Wie kann nun aber Nicht-Erziehung die Kinder dafür »fit machen«, in einer strukturell repressiven und entfremdenden Gesellschaft ihren vielleicht gar widerständigen Platz zu finden? Wie soll das gehen, wenn doch eine »Erziehung zu« ausgeschlossen werden sein soll, weil diese genau jener Repressivität entspricht, die sie ablehnt? Es gibt hier nur eine Möglichkeit: Die erwachsenen Menschen müssen glaubhaft und redlich (ein netter altmodischer Begriff) selbst ihre Individualität unter den gegebenen Bedingungen entfalten und den dabei auftretenden Widersprüchen nicht ausweichen, sondern sich ihnen stellen. Denn nur durch das »Vormachen«, durch das glaubwürdige Vorleben ist die Alternative lebenspraktisch vorzuschlagen, nicht durch »Erziehung-zu« und auch nicht durch »Nicht-Erziehung als solcher«.
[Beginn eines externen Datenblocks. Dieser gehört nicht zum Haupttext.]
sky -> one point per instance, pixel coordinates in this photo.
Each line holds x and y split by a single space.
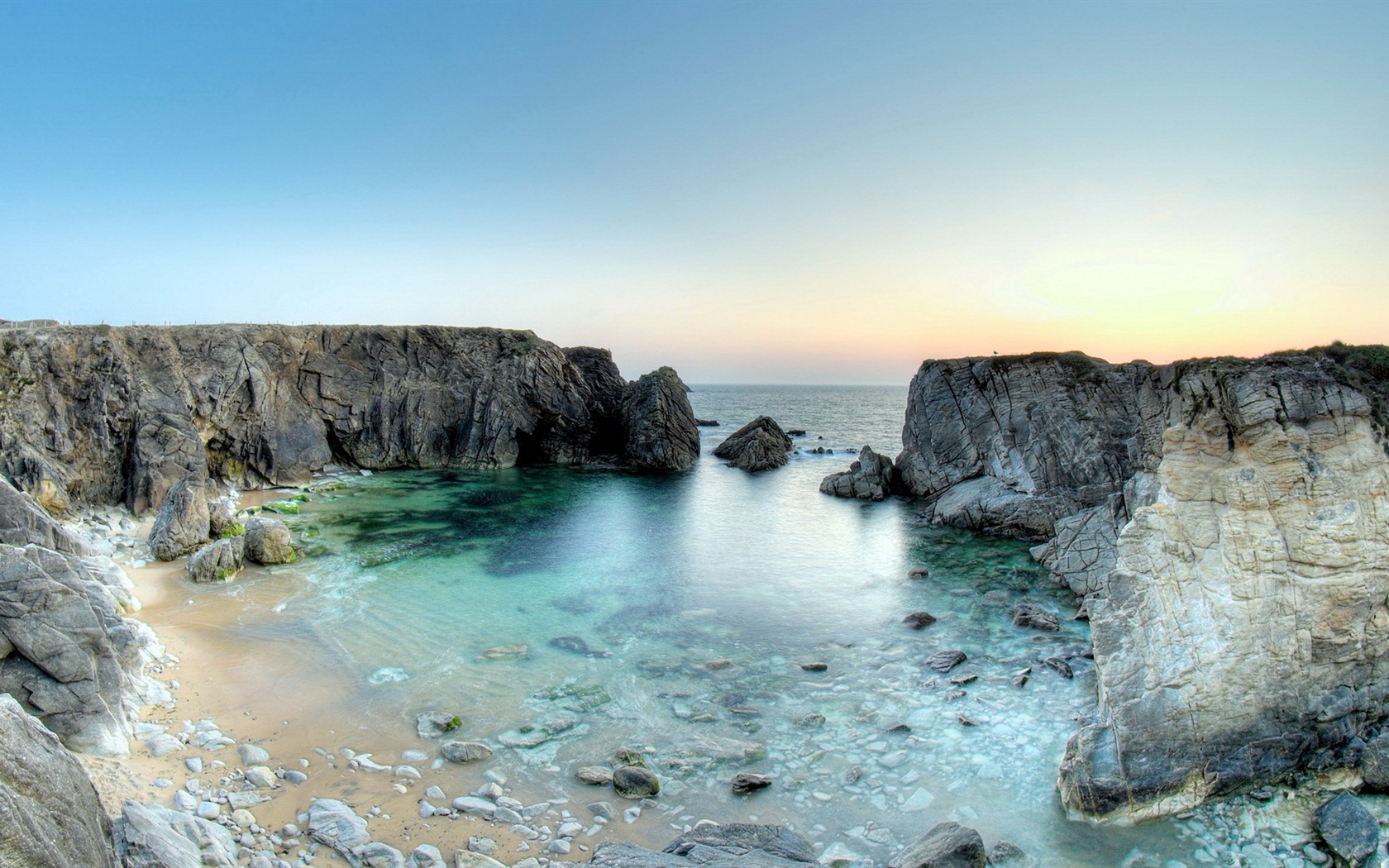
749 192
Um es also zuzuspitzen: Nicht-Erziehung ist keine Angelegenheit, die ich mit anderen (nicht) tue, sondern es ist zu allererst eine Sache von mir selbst. Und auch hier treten die gleichen Konflikte auf: Es ist auch mir selbst gegenüber nicht glaubwürdig, mich auf der einen Seite zu »Nicht-Erziehung« anzuhalten (sozusagen zu erziehen) und auf anderen Seiten, etwa im Beruf, repressive und unsoziale Strukturen unhinterfragt zu reproduzieren. Denn wenn eines Kinder in jedem Fall können, dann ist es, genau das zu spüren. Dieses »mit sich selbst nicht im Reinen« zu sein, selbst völlig unbewusst Strukturen zu reproduzieren, von denen man meint, sie im familialen Schutzraum abschaffen zu können, ist die Unlogik, die irgendwann zurückschlägt. — Das ist meine Erfahrung.
Appellationen
Nun gebe ich zu, dass diese Überlegungen nicht einfach zu verstehen sind. In einer Diskussion mit vielen Worten meinerseits (siehe dazu auch das Bild unten) wurde ich aufgefordert, doch mal einen Vorschlag in Form von »Appellen« zu formulieren. Puh, das mal eben aus dem Ärmel. Ok, ich habe es ad hoc nur auf drei »Appelle« eingedampft bekommen, und die lauten so:
Beantworte dir die Frage,
- in welcher Gesellschaft du leben möchtest und wie in dieser Gesellschaft die Produktion und Reproduktion unserer Lebensbedingungen organisiert wird (jenseits der Geldlogik);
- welchen Platz du in dieser Gesellschaft einnimmst und an welcher Stelle und in welcher Weise du an der Re-/Produktion teil hast (Selbstentfaltung unter Bedingungen der Entfaltung aller);
- wie du heute damit beginnen kannst und wie du glaubwürdig und redlich mit den Widersprüchen umgehst unter den Bedingungen, wo wir diese Gesellschaft nicht haben (Selbstentfaltung unter Bedingungen der Entfaltung weniger und Unterdrückung vieler).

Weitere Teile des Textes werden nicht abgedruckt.